American baseball player (born 2000)

Dominic James Keegan (born August 1, 2000) is an American professional baseball catcher in the Baltimore Orioles organization. Formerly attending the Central Catholic High School in Lawrence, Massachusetts, Keegan committed to Vanderbilt University by June 2017, and played college baseball for the Commodores from 2019 to 2022.

Although the New York Yankees drafted him in the 19th round of the 2021 Major League Baseball draft, Keegan chose to not sign with them and remained at Vanderbilt. Instead, he signed with the Tampa Bay Rays when they drafted him in the fourth round of the 2022 Major League Baseball draft. On August 11, Keegan was assigned to the rookie-level Florida Complex League Rays, the Rays' Florida Complex League affiliate.

==Personal life==

Keegan was born on August 1, 2000, in Methuen, Massachusetts to James and Kara Keegan. He attended Central Catholic High School in Lawrence, Massachusetts, where he compiled a .402 batting average with 278 at-bats, 75 runs, and 69 runs batted in (RBI). Perfect Game rated him the 14th best catcher nationally out of the class of 2018.

==College career==

Although Keegan had initially committed to Virginia Tech, he later committed to Vanderbilt University when Pat Mason, Virginia Tech's head baseball coach, was fired in May 2017. Keegan later committed to Vanderbilt by June 2017.

In 2019, he played collegiate summer baseball with the Orleans Firebirds of the Cape Cod Baseball League.

In November 2019, Keegan suffered a blood clot, necessitating surgery on November 16, and another later that month for internal bleeding. He said of the experience: "It was pretty scary, but I had a lot of help, a lot of support from coaches, teammates – my family."

In the 2020 season, cancelled due to the COVID-19 pandemic in the United States, Keegan appeared in nine games, making eight starts.

In 2021, Keegan hit a walk-off single in the second round of the 2021 Southeastern Conference baseball tournament, giving Vanderbilt a 5–4 victory against the Ole Miss Rebels. He also returned to the CCBL, playing with the Yarmouth-Dennis Red Sox.

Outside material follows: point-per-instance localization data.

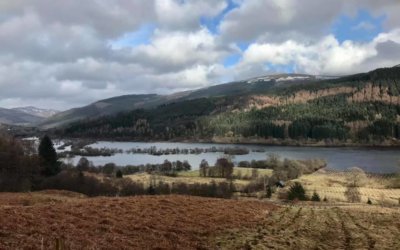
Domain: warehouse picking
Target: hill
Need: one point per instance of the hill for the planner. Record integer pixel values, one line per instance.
(17, 117)
(64, 220)
(24, 115)
(357, 109)
(44, 113)
(131, 102)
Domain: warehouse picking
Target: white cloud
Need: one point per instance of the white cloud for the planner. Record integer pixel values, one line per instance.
(326, 56)
(185, 15)
(60, 53)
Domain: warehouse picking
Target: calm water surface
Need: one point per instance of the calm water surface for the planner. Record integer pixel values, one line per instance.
(370, 159)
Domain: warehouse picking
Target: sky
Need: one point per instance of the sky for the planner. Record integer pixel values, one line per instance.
(64, 54)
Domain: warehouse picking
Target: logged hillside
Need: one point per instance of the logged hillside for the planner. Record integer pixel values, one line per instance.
(363, 108)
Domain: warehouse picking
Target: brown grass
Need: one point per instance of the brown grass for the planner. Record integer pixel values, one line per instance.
(325, 227)
(143, 222)
(333, 185)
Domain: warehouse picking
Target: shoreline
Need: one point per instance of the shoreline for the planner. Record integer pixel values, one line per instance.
(246, 141)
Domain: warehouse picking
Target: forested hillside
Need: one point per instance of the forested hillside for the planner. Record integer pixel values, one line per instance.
(363, 108)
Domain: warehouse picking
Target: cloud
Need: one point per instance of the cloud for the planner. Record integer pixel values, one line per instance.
(327, 55)
(185, 15)
(65, 54)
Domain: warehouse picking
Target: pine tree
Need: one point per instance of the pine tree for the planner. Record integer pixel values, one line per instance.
(297, 192)
(119, 174)
(48, 156)
(269, 192)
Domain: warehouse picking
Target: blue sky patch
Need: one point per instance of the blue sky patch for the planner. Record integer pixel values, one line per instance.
(361, 28)
(281, 68)
(212, 24)
(232, 60)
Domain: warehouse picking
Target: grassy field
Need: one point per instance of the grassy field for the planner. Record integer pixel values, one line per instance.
(311, 227)
(332, 185)
(44, 219)
(191, 177)
(141, 222)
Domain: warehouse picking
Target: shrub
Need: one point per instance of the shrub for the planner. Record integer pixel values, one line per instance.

In 2022, his senior year, Keegan split his time between catching and first base, produced a .366 batting average (fifth in the Conference), and led the team with 12 home runs. He is a member of the First Team All-SEC and a candidate to the Dick Howser Trophy as one of the three catcher semifinalists.

==Professional career==
===Tampa Bay Rays===
The New York Yankees drafted Keegan in the 19th round and the 573rd overall pick of the 2021 Major League Baseball draft. However, he decided to stay at Vanderbilt to "go back and win another championship". Later, the Tampa Bay Rays drafted him in the fourth round and the 134th overall pick of the 2022 Major League Baseball draft, with Keegan stating that he is "super happy" and indicating his willingness to sign with them.

Keegan signed with the Rays on August 9, 2022, and was assigned to the rookie-level Florida Complex League Rays of the Florida Complex League on August 11.

Keegan made 69 appearances for the Triple-A Durham Bulls in 2025, batting .241/.306/.429 with 10 home runs and 36 RBI. On November 18, 2025, the Rays added Keegan to their 40-man roster to protect him from the Rule 5 draft.

Keegan was optioned to Triple-A Durham to begin the 2026 season. In 51 appearances for the Bulls, he slashed .191/.327/.303 with six home runs, 23 RBI, and six stolen bases. On June 23, 2026, Keegan was designated for assignment by the Rays.

===Baltimore Orioles===
On June 27, 2026, Keegan was claimed off of waivers by the Baltimore Orioles. On July 1, Keegan was designated for assignment by the Orioles; he cleared waivers and was sent outright to the Double–A Chesapeake Baysox on July 4.